Slowly he scanned the room, catching everyone’s gaze. Each district leader nodded back at him in turn. They said nothing but their gazes told him everything.
They questioned why his father had never opened their home and even more, why Bennett had decided to do so. He felt no compulsion to relieve them of this curiosity.
At long last, his gaze had circled the entire table. In the last seat, the one immediately to his right, his stare settled on brilliant green eyes. Miss Wilder. Leader of District Eight.
She looked back at him with an enchanting, if not treacherous glare. Her shoulders were forward, as if she were a moment’s notice from leaping from her seat.
She had something to say, this one. He sucked air between his teeth. Pray, let it not be about the dead body several floors below.
With a calculated move, Bennett brought his gaze to the sweet roundness of her bosom. He liked what he saw, but then, there wasn’t many a bosom he did not enjoy.
Only when he felt the fire of lust burning in his eyes did he return to her sharp glower.
He watched her breath still, a blush burn across her cheeks, and then, at last, she glanced away. Victory, however, remained to be seen once he spoke the next words.
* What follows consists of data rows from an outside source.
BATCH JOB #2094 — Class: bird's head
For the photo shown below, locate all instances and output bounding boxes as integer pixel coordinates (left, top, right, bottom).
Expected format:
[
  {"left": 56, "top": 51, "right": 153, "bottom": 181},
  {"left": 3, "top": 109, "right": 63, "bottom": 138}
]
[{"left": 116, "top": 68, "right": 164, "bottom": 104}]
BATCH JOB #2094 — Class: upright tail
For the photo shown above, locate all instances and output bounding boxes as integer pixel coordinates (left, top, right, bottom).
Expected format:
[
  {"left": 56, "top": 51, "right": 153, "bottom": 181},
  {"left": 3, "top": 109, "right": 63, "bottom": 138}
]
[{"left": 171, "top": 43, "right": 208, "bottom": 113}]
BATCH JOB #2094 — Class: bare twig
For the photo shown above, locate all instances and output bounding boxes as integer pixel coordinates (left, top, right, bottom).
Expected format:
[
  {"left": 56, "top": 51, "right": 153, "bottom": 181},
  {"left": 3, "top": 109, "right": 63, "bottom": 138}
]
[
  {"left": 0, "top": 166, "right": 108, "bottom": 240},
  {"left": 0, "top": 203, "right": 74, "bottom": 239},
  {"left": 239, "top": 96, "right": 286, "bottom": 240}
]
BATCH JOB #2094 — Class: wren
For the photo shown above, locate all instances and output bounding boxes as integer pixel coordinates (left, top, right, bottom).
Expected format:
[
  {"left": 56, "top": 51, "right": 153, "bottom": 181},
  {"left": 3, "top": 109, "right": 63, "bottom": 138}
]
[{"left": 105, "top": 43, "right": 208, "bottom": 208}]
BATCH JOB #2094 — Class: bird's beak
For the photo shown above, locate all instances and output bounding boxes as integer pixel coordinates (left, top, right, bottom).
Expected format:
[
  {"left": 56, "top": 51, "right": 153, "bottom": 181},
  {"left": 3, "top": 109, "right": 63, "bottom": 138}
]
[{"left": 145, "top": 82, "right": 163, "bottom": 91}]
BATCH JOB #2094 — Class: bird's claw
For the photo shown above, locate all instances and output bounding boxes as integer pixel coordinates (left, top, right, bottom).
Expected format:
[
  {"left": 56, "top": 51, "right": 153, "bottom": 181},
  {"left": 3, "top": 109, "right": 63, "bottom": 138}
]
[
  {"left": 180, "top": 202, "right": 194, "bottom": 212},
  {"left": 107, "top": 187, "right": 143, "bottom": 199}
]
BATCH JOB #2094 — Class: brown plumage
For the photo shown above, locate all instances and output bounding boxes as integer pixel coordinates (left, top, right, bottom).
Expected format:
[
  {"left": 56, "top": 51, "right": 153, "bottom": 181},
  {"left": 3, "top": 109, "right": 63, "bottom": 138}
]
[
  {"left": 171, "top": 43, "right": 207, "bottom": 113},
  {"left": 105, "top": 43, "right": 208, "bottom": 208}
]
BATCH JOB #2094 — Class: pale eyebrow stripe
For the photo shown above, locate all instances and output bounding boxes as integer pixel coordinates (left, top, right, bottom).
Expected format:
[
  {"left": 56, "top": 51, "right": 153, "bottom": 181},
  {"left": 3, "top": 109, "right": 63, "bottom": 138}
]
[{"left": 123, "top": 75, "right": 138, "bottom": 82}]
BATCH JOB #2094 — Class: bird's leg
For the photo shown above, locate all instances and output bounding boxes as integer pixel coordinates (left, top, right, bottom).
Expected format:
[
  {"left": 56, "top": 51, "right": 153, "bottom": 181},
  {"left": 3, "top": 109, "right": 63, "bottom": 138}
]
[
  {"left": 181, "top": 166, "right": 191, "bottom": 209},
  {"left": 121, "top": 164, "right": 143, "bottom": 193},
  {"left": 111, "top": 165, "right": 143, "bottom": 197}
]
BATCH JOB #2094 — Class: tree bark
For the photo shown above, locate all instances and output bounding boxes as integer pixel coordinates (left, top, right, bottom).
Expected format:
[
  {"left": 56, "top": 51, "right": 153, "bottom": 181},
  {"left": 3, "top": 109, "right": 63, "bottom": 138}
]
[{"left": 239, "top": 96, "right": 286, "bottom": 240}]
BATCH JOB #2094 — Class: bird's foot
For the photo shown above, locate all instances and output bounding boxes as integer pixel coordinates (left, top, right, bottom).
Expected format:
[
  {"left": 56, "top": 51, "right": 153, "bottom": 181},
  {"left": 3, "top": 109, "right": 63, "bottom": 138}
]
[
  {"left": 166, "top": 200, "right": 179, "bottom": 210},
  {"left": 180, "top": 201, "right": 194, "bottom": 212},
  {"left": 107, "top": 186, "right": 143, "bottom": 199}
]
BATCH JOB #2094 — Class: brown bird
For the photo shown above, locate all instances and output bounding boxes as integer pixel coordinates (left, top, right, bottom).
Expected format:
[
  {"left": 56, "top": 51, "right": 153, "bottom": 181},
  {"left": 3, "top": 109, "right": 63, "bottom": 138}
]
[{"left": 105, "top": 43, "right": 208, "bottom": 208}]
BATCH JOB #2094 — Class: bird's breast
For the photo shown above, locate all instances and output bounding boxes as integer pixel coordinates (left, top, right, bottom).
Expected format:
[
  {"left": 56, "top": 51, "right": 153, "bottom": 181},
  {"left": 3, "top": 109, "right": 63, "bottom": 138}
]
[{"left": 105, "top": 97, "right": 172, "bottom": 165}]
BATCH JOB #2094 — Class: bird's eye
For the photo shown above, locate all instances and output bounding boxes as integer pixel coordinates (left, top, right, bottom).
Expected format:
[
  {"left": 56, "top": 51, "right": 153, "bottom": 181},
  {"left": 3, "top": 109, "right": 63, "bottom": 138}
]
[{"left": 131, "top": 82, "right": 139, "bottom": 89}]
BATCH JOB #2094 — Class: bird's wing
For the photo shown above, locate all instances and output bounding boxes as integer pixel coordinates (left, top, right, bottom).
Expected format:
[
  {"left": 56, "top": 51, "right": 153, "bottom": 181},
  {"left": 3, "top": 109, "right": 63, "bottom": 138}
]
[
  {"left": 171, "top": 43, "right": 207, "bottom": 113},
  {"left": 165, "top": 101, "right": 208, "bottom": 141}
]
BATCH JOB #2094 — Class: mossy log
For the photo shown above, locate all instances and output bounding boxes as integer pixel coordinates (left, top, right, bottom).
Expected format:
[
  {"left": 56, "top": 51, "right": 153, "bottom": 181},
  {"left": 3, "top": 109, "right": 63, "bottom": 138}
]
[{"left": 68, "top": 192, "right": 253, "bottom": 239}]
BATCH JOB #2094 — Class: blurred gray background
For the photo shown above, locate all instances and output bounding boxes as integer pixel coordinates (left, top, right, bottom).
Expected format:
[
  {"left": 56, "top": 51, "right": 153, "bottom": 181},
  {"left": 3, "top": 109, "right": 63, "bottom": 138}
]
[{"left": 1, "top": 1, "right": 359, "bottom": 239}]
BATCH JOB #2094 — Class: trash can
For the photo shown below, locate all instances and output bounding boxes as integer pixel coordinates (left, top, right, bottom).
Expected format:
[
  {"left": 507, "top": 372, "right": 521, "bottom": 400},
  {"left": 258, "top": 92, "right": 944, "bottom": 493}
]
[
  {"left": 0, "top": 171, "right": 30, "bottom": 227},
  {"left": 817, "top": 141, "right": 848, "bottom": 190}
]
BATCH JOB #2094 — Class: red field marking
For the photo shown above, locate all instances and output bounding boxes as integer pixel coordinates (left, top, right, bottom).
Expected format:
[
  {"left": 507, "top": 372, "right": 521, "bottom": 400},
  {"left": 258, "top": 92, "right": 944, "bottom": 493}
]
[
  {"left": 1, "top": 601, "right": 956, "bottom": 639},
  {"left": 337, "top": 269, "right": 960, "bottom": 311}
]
“I am Bennett Pierce, Lord of Barrington, province leader of District Four.” He glanced about the room. It was protocol for him to next announce any issues or problems in his district. Something like an outbreak of disease, or a rash of robberies. Or a murder.
He would say nothing of the sort.
Each of the leaders stared back at him, waiting, as the silence festered in the room.
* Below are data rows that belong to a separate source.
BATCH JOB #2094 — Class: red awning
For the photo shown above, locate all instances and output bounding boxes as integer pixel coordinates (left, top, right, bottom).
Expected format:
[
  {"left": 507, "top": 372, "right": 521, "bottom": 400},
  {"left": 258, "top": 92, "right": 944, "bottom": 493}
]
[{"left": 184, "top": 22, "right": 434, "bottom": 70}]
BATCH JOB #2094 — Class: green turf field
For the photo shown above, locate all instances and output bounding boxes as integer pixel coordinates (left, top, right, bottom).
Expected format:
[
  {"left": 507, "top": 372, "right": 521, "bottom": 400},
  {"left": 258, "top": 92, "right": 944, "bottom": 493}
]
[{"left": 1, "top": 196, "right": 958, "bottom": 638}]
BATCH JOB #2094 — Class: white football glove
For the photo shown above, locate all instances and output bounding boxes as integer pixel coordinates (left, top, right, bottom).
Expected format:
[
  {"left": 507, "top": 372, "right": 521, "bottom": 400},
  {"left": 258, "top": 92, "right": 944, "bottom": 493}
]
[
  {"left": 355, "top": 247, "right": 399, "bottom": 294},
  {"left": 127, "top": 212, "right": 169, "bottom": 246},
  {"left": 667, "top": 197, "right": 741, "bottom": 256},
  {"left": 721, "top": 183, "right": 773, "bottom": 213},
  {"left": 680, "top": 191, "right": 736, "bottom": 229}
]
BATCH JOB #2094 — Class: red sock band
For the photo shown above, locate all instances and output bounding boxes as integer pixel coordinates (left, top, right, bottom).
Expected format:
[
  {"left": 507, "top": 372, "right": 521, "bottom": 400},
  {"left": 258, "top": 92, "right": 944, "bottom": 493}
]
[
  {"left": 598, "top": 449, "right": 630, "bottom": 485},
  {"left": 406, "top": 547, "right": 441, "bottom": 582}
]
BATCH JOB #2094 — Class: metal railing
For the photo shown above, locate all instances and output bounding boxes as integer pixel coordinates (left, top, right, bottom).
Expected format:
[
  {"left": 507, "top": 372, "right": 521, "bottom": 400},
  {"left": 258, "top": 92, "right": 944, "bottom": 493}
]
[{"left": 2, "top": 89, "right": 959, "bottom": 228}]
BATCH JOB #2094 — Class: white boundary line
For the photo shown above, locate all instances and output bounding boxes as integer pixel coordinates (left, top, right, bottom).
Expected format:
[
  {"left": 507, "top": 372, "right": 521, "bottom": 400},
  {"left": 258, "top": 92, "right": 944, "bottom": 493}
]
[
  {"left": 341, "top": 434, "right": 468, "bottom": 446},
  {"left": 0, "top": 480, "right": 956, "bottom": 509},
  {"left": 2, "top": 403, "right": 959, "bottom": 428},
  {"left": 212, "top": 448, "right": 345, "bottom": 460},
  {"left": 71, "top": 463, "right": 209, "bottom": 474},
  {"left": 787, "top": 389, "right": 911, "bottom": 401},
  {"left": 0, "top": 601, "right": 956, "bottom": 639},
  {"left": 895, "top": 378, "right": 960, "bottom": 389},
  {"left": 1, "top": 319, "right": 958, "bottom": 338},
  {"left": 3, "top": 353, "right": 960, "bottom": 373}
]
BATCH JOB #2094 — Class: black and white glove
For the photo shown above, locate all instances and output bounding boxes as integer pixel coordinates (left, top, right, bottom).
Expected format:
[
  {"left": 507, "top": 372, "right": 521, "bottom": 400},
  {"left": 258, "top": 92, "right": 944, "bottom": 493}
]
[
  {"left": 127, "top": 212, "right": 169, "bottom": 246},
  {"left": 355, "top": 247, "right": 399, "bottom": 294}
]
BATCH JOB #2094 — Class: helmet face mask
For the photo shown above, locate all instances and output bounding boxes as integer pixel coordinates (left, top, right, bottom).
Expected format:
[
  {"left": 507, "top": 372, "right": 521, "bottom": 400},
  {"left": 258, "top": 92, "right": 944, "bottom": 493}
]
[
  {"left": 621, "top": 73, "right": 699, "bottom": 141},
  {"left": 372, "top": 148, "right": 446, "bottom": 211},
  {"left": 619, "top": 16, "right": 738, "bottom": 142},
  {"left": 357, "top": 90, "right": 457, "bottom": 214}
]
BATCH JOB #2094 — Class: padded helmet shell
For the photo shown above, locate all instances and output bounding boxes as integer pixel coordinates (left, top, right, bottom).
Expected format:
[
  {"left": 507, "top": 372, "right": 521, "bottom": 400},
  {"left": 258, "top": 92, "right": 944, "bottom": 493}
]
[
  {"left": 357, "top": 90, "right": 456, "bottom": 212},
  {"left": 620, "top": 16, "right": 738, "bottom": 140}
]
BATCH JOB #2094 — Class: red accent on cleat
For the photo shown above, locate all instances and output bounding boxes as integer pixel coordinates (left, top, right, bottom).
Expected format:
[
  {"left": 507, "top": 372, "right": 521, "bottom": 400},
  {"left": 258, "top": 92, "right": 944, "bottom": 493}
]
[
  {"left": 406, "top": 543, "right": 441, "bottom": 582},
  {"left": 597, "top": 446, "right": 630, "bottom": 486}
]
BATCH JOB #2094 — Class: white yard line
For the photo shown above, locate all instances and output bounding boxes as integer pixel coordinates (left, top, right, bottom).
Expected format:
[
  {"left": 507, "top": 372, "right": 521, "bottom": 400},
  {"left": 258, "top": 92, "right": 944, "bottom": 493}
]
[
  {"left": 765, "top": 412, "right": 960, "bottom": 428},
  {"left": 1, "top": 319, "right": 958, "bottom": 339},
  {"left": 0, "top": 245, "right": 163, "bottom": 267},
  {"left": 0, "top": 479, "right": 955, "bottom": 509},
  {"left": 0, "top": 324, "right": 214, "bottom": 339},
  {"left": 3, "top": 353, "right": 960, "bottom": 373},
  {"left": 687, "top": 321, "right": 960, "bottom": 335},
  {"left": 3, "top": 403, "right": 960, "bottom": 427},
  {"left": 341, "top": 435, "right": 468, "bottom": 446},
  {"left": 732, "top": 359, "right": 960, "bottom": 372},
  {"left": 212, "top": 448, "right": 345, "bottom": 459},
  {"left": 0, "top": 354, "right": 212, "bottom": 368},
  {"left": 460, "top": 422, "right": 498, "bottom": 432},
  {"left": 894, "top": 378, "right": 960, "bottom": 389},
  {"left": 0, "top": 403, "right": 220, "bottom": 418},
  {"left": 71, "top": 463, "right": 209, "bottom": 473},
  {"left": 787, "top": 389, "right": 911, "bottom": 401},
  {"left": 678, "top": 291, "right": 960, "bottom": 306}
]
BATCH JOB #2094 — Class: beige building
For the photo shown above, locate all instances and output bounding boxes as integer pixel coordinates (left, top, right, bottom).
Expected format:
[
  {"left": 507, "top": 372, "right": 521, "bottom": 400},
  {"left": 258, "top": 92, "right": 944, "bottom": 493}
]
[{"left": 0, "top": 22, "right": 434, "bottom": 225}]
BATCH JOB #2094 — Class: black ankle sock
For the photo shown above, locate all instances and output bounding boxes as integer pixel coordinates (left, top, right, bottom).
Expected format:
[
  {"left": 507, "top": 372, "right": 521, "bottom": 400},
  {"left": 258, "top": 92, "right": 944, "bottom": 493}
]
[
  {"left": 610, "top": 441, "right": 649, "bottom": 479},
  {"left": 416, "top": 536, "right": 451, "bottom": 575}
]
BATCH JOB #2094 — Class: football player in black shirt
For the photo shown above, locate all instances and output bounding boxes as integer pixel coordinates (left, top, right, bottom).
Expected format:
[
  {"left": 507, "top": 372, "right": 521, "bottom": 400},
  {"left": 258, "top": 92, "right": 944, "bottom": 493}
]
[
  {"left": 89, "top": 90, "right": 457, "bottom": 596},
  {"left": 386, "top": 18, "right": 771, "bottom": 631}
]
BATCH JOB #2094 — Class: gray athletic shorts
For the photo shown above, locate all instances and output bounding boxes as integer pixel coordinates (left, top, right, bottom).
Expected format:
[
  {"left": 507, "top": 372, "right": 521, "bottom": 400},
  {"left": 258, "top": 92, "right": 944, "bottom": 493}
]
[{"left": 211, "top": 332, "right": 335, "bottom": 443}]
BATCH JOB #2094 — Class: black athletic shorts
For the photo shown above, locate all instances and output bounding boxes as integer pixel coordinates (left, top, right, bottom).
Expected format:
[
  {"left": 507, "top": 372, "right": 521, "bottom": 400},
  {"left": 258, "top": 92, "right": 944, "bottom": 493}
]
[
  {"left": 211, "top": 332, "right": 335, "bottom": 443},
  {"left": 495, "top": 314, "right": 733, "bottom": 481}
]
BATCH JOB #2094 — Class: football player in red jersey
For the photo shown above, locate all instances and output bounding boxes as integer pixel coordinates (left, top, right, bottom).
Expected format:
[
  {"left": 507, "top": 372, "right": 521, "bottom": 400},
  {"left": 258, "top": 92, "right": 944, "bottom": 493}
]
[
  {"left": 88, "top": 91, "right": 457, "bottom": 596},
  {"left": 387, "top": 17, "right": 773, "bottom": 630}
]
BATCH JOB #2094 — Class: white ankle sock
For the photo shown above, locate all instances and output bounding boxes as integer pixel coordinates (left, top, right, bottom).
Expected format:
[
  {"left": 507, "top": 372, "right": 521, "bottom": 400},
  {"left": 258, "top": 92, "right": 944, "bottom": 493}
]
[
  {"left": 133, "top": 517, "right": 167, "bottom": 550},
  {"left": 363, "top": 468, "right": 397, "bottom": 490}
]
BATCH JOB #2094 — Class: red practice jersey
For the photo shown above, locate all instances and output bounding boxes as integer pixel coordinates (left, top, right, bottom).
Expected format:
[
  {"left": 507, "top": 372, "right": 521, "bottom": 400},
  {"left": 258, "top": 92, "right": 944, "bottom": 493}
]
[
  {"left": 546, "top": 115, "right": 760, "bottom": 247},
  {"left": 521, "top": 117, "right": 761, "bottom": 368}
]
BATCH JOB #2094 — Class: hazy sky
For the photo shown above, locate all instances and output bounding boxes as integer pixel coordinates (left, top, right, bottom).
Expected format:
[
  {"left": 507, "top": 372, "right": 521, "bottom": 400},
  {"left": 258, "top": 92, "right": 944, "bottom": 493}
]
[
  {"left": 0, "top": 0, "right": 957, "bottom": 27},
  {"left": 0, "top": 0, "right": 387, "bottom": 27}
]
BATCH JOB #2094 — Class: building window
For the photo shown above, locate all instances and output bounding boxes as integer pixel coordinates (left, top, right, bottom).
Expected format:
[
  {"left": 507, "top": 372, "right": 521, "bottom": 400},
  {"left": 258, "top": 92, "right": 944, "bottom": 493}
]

He drew in a deep breath and then, “There are no issues to report with District Four.”
Bennett lowered to his seat.
Instantly, Miss Wilder sprang from hers. Alas, his triumph was short-lived. “But what of the slain girl?”
A collective gasp went up around the room. Spikes may as well have stabbed his palms, but he did not blink. He would maintain control. “If there were a murder, I would know, Miss Ella Wilder.”
Her gaze narrowed. “Why are you hiding this?”
A revealing tic pulsed near his left eye, but otherwise he did not move a muscle. “We’re moving on.”
She turned from him to the rest of the table. “There is a killer in Lundun. This latest murder in District Four is actually the second death. If we do not act fast, others may fall victim next.”
The District Six leader, a large man with thinning hair and a red face, raised his eyebrows. “Two ratty commoners, streetwalkers no doubt, isn’t a reason for alarm, Miss Wilder.”
Her cheeks bloomed a brilliant shade of scarlet. “How could you say such a thing?”
The man shrugged. “One or two less to worry about, if you ask me.”
Shouts exploded about the room. Bennett quietly rose from his seat. The noise grated at his tenuous composure. He must leave this chaos immediately. And Miss Wilder would accompany him.
He reached for a silk-covered elbow.
“Miss Wilder, may I see you in private?”
Her intense glare settled on him. There was a dangerous purpose in her lifted chin. “Indeed.”